How come some books are ageless, meaning their content is valid for seemingly decades? A simple book generated over one summer, Gift from the Sea by Anne Morrow Lindbergh, is such a gem. Written in 1955, it holds truths, wisdom and relevance to this present time. Initially she was just writing down her own musings, gaining clarity for herself during a few contemplative weeks on her own, separate from her busy life as wife and mother. Getting away on one’s own in 1955 seems a progressive notion for all involved to make that happen. Out of her contemplative time came Gift from the Sea, where Anne compares her daily beach treasures such as moon shells, sunrises and oyster beds to human life and the challenges which are universal and still valid more than 65 years later. Few people take the time, or have the contemplative nature to see patterns, articulate them and then share them in ways that can be illuminating for others.
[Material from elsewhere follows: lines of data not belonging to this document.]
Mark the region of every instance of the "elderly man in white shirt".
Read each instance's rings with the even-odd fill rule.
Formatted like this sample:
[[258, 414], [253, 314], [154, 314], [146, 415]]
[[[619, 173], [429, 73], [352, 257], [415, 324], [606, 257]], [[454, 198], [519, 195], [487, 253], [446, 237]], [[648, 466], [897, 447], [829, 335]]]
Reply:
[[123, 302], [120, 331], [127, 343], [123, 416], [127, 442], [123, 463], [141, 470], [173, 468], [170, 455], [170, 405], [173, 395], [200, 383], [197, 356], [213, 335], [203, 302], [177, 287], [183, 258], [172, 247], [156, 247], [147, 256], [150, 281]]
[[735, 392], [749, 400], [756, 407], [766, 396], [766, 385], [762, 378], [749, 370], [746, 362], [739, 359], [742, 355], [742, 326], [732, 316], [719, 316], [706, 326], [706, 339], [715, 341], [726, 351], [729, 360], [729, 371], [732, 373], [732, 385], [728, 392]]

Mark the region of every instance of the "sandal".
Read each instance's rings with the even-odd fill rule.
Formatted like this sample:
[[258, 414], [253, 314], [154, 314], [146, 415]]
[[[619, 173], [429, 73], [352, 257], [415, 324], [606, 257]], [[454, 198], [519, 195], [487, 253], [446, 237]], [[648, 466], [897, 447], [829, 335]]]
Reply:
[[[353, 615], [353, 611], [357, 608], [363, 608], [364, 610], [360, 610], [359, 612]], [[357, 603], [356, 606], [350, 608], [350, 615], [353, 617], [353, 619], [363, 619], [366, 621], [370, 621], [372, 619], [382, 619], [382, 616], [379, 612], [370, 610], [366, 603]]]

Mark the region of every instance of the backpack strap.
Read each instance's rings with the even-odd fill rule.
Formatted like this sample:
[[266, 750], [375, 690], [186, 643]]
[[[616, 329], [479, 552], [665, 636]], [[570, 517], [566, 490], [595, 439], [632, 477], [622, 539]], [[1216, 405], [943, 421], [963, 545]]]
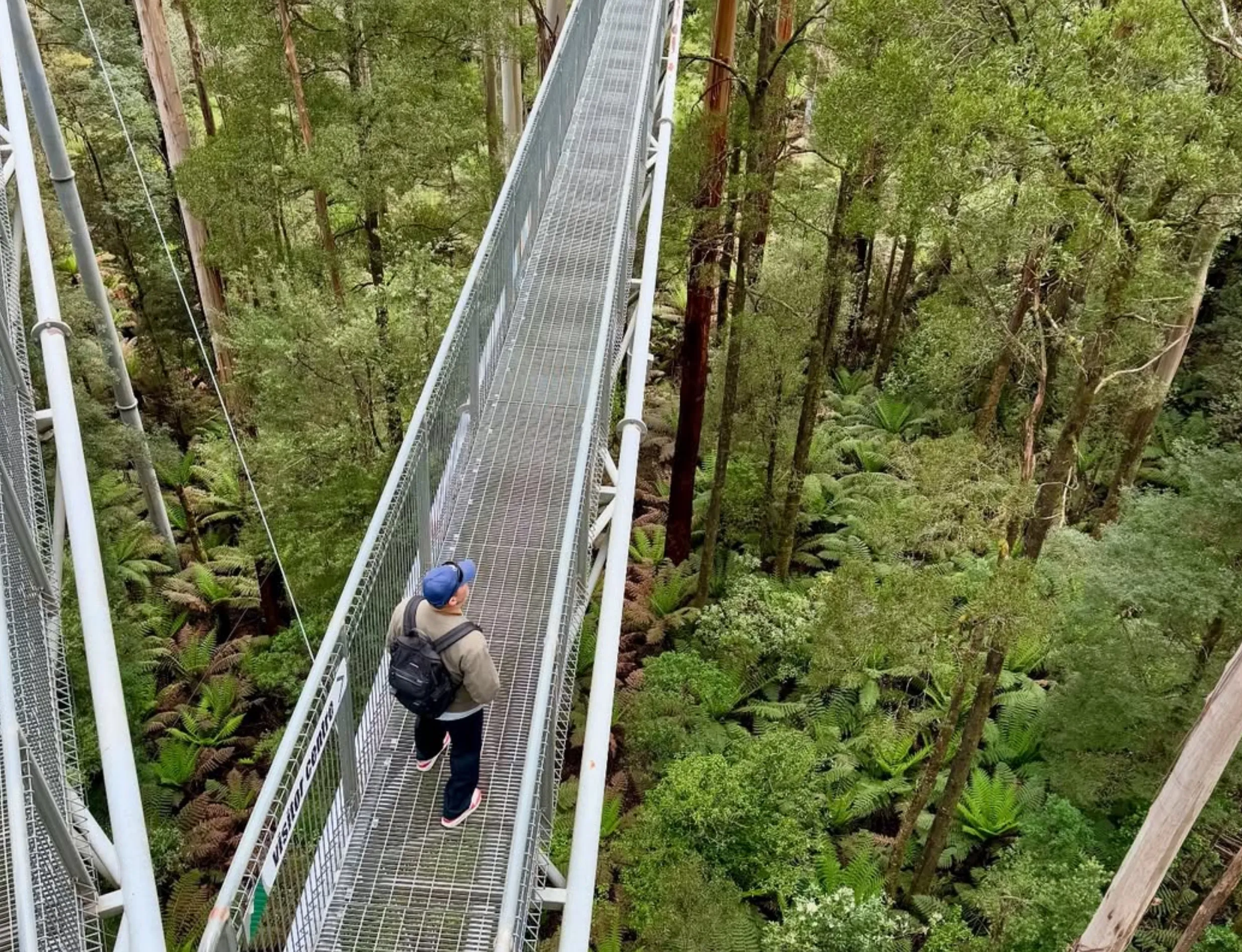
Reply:
[[477, 631], [479, 631], [479, 627], [474, 624], [474, 622], [462, 622], [456, 628], [445, 632], [436, 640], [433, 640], [431, 643], [431, 648], [436, 654], [443, 654], [467, 634]]
[[419, 617], [419, 606], [426, 601], [421, 595], [415, 596], [405, 603], [405, 612], [401, 613], [401, 634], [412, 638], [419, 631], [415, 618]]

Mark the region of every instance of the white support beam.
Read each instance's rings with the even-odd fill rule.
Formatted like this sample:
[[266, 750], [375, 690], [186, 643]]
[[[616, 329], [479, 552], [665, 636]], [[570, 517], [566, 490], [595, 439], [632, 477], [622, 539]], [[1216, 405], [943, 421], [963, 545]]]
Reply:
[[617, 484], [617, 464], [612, 462], [612, 457], [609, 456], [607, 449], [600, 449], [600, 456], [604, 458], [604, 472], [609, 474], [609, 479], [612, 485]]
[[545, 911], [555, 911], [565, 907], [565, 890], [545, 886], [538, 891], [539, 905]]
[[73, 829], [70, 827], [68, 820], [65, 819], [65, 814], [61, 813], [61, 804], [57, 803], [52, 788], [47, 786], [47, 778], [43, 777], [43, 771], [40, 770], [39, 761], [31, 756], [30, 742], [26, 740], [26, 735], [20, 731], [19, 734], [26, 753], [26, 766], [30, 771], [30, 794], [35, 801], [35, 809], [39, 811], [40, 819], [43, 820], [43, 825], [47, 828], [52, 845], [56, 848], [56, 853], [70, 875], [81, 885], [94, 889], [94, 879], [91, 876], [91, 870], [86, 868], [82, 855], [77, 851]]
[[591, 531], [589, 537], [591, 540], [592, 546], [595, 545], [595, 540], [604, 534], [605, 529], [607, 529], [609, 523], [612, 521], [612, 514], [616, 511], [616, 505], [617, 505], [617, 496], [616, 494], [614, 494], [612, 500], [606, 506], [604, 506], [604, 511], [600, 513], [595, 523], [591, 524]]
[[70, 789], [70, 807], [73, 809], [82, 833], [86, 834], [87, 845], [91, 848], [91, 865], [112, 885], [119, 886], [120, 863], [117, 859], [117, 848], [112, 845], [112, 840], [103, 832], [99, 820], [94, 818], [94, 814], [72, 788]]
[[21, 726], [14, 693], [12, 655], [9, 653], [9, 612], [0, 585], [0, 753], [4, 757], [4, 806], [9, 823], [9, 878], [16, 914], [20, 952], [39, 952], [39, 922], [35, 911], [35, 875], [30, 858], [30, 829], [26, 825], [26, 784], [22, 782]]
[[0, 499], [4, 500], [5, 526], [17, 536], [17, 547], [21, 550], [21, 557], [25, 560], [35, 585], [42, 590], [43, 595], [55, 595], [52, 581], [43, 571], [43, 557], [39, 552], [39, 541], [26, 519], [26, 506], [22, 505], [21, 494], [12, 484], [2, 459], [0, 459]]
[[94, 915], [99, 918], [112, 918], [113, 916], [119, 916], [125, 911], [125, 900], [120, 895], [120, 890], [113, 890], [112, 892], [103, 892], [94, 901], [92, 907]]
[[[664, 217], [664, 190], [668, 182], [668, 150], [673, 133], [673, 93], [677, 88], [677, 58], [681, 50], [683, 0], [673, 0], [669, 10], [667, 78], [656, 128], [660, 159], [652, 176], [651, 212], [642, 257], [642, 284], [635, 314], [635, 334], [626, 380], [625, 416], [619, 424], [621, 449], [617, 454], [617, 488], [610, 503], [614, 509], [609, 528], [604, 593], [600, 597], [600, 623], [595, 644], [591, 699], [586, 709], [582, 767], [574, 812], [574, 834], [569, 856], [565, 912], [560, 926], [559, 952], [586, 952], [590, 943], [591, 914], [595, 902], [596, 864], [600, 853], [600, 818], [607, 779], [609, 746], [612, 734], [612, 700], [616, 690], [617, 654], [621, 647], [621, 612], [630, 559], [630, 526], [633, 519], [635, 483], [642, 433], [643, 396], [647, 386], [647, 359], [651, 320], [656, 303], [656, 272], [660, 261], [660, 236]], [[611, 460], [609, 460], [611, 463]]]
[[98, 727], [108, 815], [112, 818], [117, 854], [124, 870], [122, 890], [129, 921], [129, 937], [133, 947], [142, 952], [160, 952], [164, 948], [160, 901], [147, 839], [142, 792], [138, 786], [133, 740], [129, 735], [129, 717], [125, 712], [120, 681], [120, 663], [117, 658], [112, 613], [108, 607], [108, 590], [99, 556], [91, 483], [87, 478], [82, 434], [73, 402], [73, 377], [66, 346], [67, 328], [61, 320], [56, 272], [47, 243], [47, 223], [43, 220], [39, 173], [26, 120], [26, 102], [22, 96], [7, 2], [0, 2], [0, 86], [4, 91], [4, 112], [10, 124], [9, 135], [14, 146], [14, 174], [21, 205], [20, 220], [25, 230], [31, 297], [37, 315], [34, 336], [42, 349], [43, 374], [55, 424], [56, 463], [61, 472], [65, 496], [65, 516], [82, 619], [91, 701]]
[[604, 532], [599, 537], [599, 551], [595, 552], [595, 561], [591, 562], [591, 573], [586, 576], [586, 595], [587, 597], [595, 595], [595, 586], [600, 583], [600, 576], [604, 575], [604, 566], [609, 561], [609, 534]]

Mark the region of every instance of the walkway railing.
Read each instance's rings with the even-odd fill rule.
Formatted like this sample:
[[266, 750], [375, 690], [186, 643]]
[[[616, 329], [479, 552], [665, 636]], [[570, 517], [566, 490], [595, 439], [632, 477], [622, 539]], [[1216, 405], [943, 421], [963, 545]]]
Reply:
[[[327, 905], [359, 784], [391, 709], [385, 632], [396, 602], [435, 557], [496, 369], [525, 256], [578, 101], [604, 0], [578, 0], [306, 686], [225, 876], [200, 943], [281, 948], [297, 916]], [[319, 899], [322, 902], [317, 902]], [[309, 901], [308, 901], [309, 900]]]
[[[643, 211], [642, 182], [652, 140], [656, 112], [658, 65], [664, 48], [667, 5], [652, 17], [646, 40], [646, 65], [642, 81], [633, 91], [648, 104], [635, 115], [626, 137], [627, 174], [617, 182], [622, 200], [617, 210], [616, 242], [607, 274], [606, 312], [597, 319], [591, 385], [579, 434], [574, 484], [570, 490], [569, 518], [565, 521], [553, 590], [551, 612], [544, 634], [539, 684], [535, 695], [530, 735], [523, 765], [517, 824], [509, 846], [509, 864], [496, 952], [510, 952], [522, 946], [534, 947], [539, 920], [535, 890], [540, 885], [539, 858], [551, 838], [555, 819], [555, 793], [559, 767], [565, 752], [569, 709], [573, 704], [570, 675], [578, 654], [576, 637], [594, 587], [591, 537], [599, 513], [599, 469], [611, 438], [614, 357], [622, 340], [631, 299], [630, 277], [638, 223]], [[590, 581], [589, 581], [590, 580]]]

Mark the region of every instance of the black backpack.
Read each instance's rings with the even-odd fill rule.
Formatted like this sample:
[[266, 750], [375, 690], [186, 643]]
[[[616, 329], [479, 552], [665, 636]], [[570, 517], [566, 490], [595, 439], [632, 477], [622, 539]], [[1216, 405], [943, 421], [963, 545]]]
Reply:
[[389, 649], [389, 686], [401, 705], [422, 717], [438, 717], [453, 701], [457, 684], [441, 659], [448, 648], [471, 632], [473, 622], [462, 622], [451, 632], [431, 640], [415, 622], [422, 598], [411, 598], [405, 607], [401, 634]]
Here’s such a Gift from the Sea, page 37-38
…For it is not physical solitude that actually separates one from other (people), not physical isolation, but spiritual isolation. It is not the desert island nor the stony wilderness that cuts you from the people you love. It is the wilderness in the mind, the desert wastes in the heart through which one wanders lost and a stranger. When one is a stranger to oneself then one is estranged from others too. If one is out of touch with oneself, then one cannot touch others…..Only when one is connected to one’s own core is one connected to others, I am beginning to discover. And, for me, the core, the inner spring, can best be refound through solitude.